WASHINGTON, Feb 1 (Reuters) - Moody’s Investors Service downgraded a record $311 billion of U.S. public finance debt in 2012 due to economic and budget stresses, the rating agency said on Friday, adding that it expects the pace of downgrades to slow this year.
“The negative rating trend throughout the year reflects ongoing lackluster economic and industry conditions, stressed budgetary and reserve positions, challenging debt structures, and elevated pension funding pressures,” it said in a special report. “For 2013, we expect an overall reduced pace of downgrades as economic recovery continues, and the housing sector begins to strengthen.”
It also expects in 2013 downgrades will exceed upgrades for public universities and not-for-profit hospitals. The federal government is targeting Medicare spending in its negotiations to cut its deficit, and the health insurance program for the elderly is the hospitals’ largest single source of revenue, Moody’s said.

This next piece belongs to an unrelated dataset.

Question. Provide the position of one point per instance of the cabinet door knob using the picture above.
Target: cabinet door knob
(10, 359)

The agency only upgraded the ratings on $24 billion of bonds in 2012.
The number of downgrades rose 60 percent from 2011, as did the number of rating changes. The 7.2 percent of the 14,000 issuers Moody’s rates either upgraded or downgraded in 2012, was double the 3.6 percent in 2011.
In 2012 downgrades “vastly outpaced” upgrades for states mostly because of “out-sized unfunded pension obligations and associated pressure on operating budgets.” Moody’s expects improving revenues and strengthening reserves will lead to fewer downgrades this year.
For local government issuers, there were 5.4 downgrades for every upgrade, Moody’s said, as growth in revenues remained “sluggish.” It is currently looking into the pension obligation bonds and lease debt of California cities and counties, which could result in rating changes in 2013, it added.